On September 21, a judge in Louisiana struck down the Biden administration’s mask and vaccine mandates for children and staff in Head Start.
“Although vaccines arguably serve the public interest, the liberty interests of individuals mandated to take the COVID-19 vaccine outweigh any interest generated by the mandatory administration of vaccines,” wrote U.S. District Judge Terry Doughty.
Head Start is a federal preschool program for low-income families. In 2021, the Biden administration issued a regulation imposing a mask mandate for all children over 2, and requiring that all teachers and staff involved in the program get a coronavirus vaccine.
Such a policy is not scientifically justifiable, and outmoded: The Centers for Disease Control and Prevention no longer prescribes general mask-wearing. Most U.S. schools are now mask-free, aside from a few progressive urban areas. By mandating masks for Head Start participants, the federal government has effectively imposed class-based double standards, in which kids from low-income families will be the only ones still wearing masks.

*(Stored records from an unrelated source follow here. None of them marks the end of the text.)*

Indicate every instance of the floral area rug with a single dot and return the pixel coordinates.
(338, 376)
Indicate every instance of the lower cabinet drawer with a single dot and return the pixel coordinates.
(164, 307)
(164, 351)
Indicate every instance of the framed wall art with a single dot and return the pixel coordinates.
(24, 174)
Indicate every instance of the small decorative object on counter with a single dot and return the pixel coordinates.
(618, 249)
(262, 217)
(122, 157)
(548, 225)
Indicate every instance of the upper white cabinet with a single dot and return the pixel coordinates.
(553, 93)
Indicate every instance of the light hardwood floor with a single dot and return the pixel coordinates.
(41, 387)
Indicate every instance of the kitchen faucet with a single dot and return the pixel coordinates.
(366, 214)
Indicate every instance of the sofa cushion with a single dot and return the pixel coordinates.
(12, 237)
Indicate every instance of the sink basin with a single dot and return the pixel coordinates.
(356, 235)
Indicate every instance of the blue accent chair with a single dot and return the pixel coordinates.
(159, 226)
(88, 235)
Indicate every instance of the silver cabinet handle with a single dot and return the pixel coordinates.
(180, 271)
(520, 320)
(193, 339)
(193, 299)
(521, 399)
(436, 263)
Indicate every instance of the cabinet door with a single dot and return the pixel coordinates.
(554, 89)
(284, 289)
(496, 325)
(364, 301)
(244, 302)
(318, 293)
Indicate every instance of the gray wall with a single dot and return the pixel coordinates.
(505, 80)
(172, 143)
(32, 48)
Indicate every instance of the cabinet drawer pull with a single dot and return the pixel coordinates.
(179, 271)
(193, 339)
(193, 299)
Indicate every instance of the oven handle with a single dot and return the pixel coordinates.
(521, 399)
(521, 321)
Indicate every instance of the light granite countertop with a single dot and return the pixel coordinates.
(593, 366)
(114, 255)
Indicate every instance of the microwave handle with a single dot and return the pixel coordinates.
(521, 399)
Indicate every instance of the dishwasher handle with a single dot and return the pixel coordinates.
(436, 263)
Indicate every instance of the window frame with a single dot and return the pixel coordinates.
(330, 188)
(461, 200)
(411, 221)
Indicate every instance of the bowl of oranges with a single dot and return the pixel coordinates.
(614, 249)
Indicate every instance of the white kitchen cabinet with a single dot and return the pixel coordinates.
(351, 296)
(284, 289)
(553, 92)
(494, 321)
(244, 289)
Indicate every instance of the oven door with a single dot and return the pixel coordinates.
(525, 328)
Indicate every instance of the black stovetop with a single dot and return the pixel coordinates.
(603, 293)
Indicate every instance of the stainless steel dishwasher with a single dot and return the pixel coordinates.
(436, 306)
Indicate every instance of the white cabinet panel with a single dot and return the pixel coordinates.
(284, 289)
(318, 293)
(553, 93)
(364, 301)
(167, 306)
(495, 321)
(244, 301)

Judge Doughty’s decision underscores that the pandemic is over, and the federal government has neither the authority nor the logic needed to impose such mandates.

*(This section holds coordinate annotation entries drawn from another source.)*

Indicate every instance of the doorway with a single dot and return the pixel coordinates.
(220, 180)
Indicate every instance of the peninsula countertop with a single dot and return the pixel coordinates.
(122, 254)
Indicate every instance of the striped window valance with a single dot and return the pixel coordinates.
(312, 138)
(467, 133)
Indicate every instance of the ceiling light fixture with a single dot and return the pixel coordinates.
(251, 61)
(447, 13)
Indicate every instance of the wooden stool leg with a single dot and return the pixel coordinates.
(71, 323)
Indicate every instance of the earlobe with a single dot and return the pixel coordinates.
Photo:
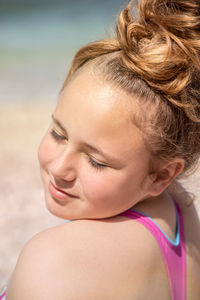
(163, 177)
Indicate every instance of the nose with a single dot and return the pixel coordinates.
(64, 166)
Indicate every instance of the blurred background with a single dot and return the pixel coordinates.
(38, 39)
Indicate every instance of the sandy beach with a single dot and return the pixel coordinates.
(22, 208)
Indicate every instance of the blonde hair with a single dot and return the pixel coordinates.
(155, 57)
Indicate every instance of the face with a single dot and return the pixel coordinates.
(94, 163)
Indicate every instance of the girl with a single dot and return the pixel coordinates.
(126, 125)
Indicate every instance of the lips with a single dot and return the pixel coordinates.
(58, 193)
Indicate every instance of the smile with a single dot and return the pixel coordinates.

The lawsuit against the Head Start mask mandate was brought by the Liberty Justice Center on behalf of Head Start staff. Because the challengers came from only 24 of the 50 states, the judge issued an injunction against the the mask mandate that only applies to those 24 states: Alabama, Alaska, Arizona, Arkansas, Florida, Georgia, Indiana, Iowa, Kansas, Kentucky, Louisiana, Mississippi, Missouri, Montana, Nebraska, North Dakota, Ohio, Oklahoma, South Carolina, South Dakota, Tennessee, Utah, West Virginia, and Wyoming.
The federal government could appeal the decision to the Fifth Circuit Court of Appeals, but if it loses, there is a chance that the injunction would be broadened to cover the whole country. The Biden administration may not want to risk that, so it might not appeal the judges decision against its mask mandate.